The FDA ruling permits researchers to enroll patients with life-threatening conditions in certain studies even if they are unable to grant voluntary informed consent, but only if they have informed the community that such studies are going on and that anyone who is admitted to the emergency department with a serious condition could be assigned as a subject. While media accounts have portrayed the FDA decision as a step back from the principle of informed consent, the fact that the agency had to make an explicit exception shows the tenacity with which we now embrace it. The ruling represents one step in the continuing effort to walk the fine line between medical progress and human rights.
The Nuremberg Code also contributed to a sea change in public attitudes toward research, which in turn has spurred debate over access to experimental treatments. It took decades to develop a consensus within the medical community that even ordinary science conducted by well-meaning researchers can lead to unintended harm.
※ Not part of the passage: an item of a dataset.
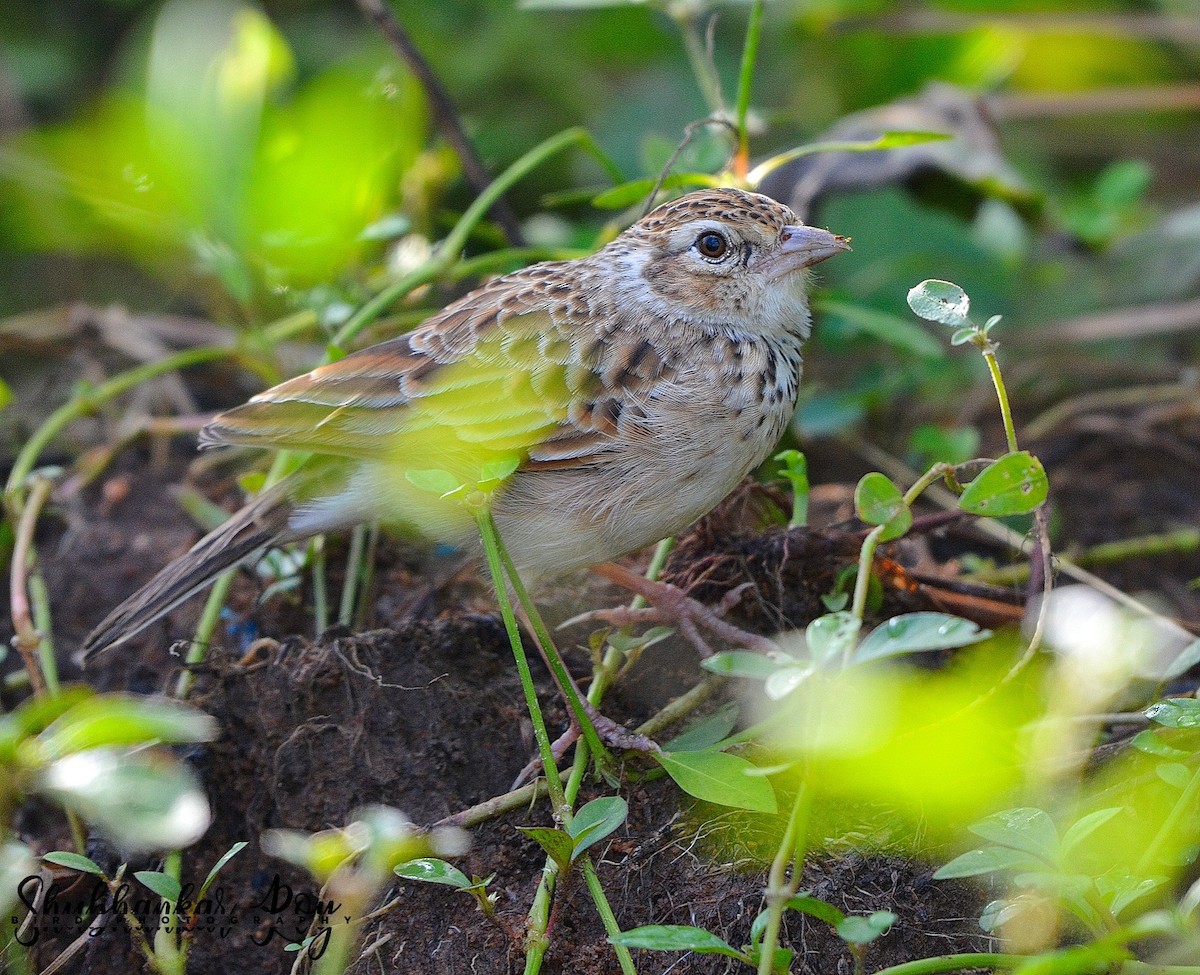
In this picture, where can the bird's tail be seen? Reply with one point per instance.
(258, 526)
Today a system of carefully designed regulations protects desperate people from medical experiments that might only make them worse. In fact, the protections built into the system are so successful that people have become confident of low risks and high benefits if they are granted access to experimental drugs.
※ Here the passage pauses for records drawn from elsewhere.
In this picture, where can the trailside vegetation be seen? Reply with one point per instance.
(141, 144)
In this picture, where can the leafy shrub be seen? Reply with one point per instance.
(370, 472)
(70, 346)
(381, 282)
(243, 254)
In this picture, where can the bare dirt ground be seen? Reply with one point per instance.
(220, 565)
In the 1980s, AIDS activists mounted a series of successful campaigns to broaden access to experimental drugs such as AZT. Similarly, women of reproductive age, who were systematically excluded from many drug trials following the thalidomide tragedy of the early 1960s, have sought to participate equally in research in order to capture the potential benefits of experimental treatments and ensure that drugs or devices are developed to meet their needs. For instance, women excrete medications at different rates than men, and since women are more likely than men to use prescription drugs, advocates have argued that they should be better represented in research studies.
Today, concern about informed consent in medical research is greater than ever. In response to the uproar over the Cold War radiation experiments, President Clinton recently announced that henceforth all secret human research conducted in the name of national security would be subject to the rules of informed consent, and that scientists would reveal the names of the sponsoring agencies to participants. What’s more, Clinton’s advisory commission on bioethics, appointed last year, will undertake a review of current practices and requirements regarding the use of human subjects. In particular, the commission should address ways to ensure that voluntary consent is meaningful.
For instance, there is evidence that seriously ill patients often overestimate the likelihood that they will benefit from experimental treatments. Early trials of a new drug may be designed to determine its effects on the body, such as the rate at which it is excreted-not whether or not it is likely to cure the patient. In fact, most experimental treatments don’t work. In order for consent to be truly voluntary, the commission should require that sick patients receive counseling to ensure they understand the implications of research for themselves.
Another issue confronting the commission is whether states should enable people to declare in advance of a serious illness and loss of capacity their willingness to be a research subject in a study that might help them. At least some people who may be candidates for emergency-room research might be willing to make such an advance declaration. This measure would enable researchers to continue to investigate experimental emergency-room treatments without relying so heavily on unconsented research.
The principle of informed consent continues to pose new dilemmas for medical science. It is not always easy to find the balance between human rights and scientific progress. Yet the simplicity and intuitive force of the ideas articulated in the Nuremberg Code ensure their lasting moral relevance.